A reinsurance contract that does not have a fixed contract end date, and which will continue to be renewed and be in effect until one of the parties in the contract provides notice that it will terminate. Continuous contracts are different from standard reinsurance contracts in that they do not provide coverage for only a fixed period of time.

BREAKING DOWN 'Continuous Contract'

When entering into the reinsurance contract the parties involved may decide that they want to allow the contract to renew indefinitely. The contract language will define the risks that are covered, and will also indicate the procedures that either party can follow in order to provide a notice of termination. The notice could be a written notice provided one month before the contract is set to renew, or may follow whatever notice period both parties agree to. The validity portion of the insurance contract may say, for example, that the contract is considered continuous unless both parties indicate that it is not to be considered so.
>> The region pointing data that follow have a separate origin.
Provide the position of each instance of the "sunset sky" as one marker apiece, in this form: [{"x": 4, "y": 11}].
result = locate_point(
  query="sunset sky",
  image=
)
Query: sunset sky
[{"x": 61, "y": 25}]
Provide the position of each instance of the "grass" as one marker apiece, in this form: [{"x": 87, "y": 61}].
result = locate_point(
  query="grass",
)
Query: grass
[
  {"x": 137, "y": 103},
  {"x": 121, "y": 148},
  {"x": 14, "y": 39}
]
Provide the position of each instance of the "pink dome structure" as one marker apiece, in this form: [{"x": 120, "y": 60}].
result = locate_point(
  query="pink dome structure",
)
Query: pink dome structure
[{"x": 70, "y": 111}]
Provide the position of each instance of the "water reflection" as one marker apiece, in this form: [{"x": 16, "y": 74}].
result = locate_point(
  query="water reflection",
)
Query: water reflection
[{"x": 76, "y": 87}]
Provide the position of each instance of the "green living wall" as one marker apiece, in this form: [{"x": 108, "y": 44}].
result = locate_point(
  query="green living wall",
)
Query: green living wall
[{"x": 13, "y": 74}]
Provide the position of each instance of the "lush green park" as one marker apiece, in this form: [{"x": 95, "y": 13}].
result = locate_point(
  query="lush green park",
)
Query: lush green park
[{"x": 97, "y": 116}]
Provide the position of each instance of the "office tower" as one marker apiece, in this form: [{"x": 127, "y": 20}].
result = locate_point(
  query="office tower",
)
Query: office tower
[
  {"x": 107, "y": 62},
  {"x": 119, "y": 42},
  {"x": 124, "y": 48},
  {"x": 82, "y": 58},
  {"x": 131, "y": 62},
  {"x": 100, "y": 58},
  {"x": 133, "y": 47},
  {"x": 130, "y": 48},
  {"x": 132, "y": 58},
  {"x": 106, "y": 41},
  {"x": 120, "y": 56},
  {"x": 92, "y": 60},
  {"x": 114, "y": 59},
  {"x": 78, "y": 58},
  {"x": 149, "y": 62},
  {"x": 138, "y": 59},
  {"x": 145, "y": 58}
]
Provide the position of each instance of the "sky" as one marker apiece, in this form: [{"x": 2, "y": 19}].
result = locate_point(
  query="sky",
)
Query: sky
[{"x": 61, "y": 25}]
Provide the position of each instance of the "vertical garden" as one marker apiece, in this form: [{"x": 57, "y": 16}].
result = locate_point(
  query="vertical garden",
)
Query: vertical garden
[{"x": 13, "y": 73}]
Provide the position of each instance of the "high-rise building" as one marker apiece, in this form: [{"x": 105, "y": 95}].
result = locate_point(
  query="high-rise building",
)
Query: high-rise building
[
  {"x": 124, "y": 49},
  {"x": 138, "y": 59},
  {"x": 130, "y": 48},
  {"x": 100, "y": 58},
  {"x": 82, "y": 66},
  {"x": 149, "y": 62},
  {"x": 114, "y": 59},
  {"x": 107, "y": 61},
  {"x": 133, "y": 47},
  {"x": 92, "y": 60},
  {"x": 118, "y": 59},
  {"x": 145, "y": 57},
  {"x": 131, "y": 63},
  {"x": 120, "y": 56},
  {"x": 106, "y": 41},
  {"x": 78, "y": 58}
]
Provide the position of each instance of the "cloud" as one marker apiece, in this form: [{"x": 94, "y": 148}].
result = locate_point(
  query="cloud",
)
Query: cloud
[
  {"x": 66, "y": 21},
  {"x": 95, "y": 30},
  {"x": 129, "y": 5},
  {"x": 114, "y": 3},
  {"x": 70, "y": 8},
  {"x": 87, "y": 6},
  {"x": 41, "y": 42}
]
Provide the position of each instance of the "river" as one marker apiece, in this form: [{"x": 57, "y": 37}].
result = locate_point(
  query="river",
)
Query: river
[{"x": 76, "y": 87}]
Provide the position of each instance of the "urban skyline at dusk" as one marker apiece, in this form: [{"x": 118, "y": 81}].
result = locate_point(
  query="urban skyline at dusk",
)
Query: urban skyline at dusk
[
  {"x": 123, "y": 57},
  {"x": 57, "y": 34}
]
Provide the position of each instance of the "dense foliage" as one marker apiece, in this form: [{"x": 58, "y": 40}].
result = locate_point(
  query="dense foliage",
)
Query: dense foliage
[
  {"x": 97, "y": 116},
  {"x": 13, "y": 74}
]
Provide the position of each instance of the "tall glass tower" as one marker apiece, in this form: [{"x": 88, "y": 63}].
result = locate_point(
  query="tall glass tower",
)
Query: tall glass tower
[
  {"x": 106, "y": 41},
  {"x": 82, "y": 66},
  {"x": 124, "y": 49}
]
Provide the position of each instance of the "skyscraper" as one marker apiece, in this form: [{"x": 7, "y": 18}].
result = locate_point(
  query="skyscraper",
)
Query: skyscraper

While a continuous contract may be renewed for an indefinite period of time, it will only remain in force for a specified contract period at any time. This means that both parties have the ability to end the contract while not breaking the terms of the agreement by ending the contract while it is still active. This type of contract is a fixed period contract, with a provision allowing for periodic renewal.

If the insurance contract is terminated earlier than what the two parties agreed, the insurer will still receive the premium that it is entitled to for the period of time that it has provided coverage. In most cases the amount of premium earned is dependent on the amount of time that the coverage has been provided for, though in some cases the two parties may have agreed to an alternative type of schedule not based on time.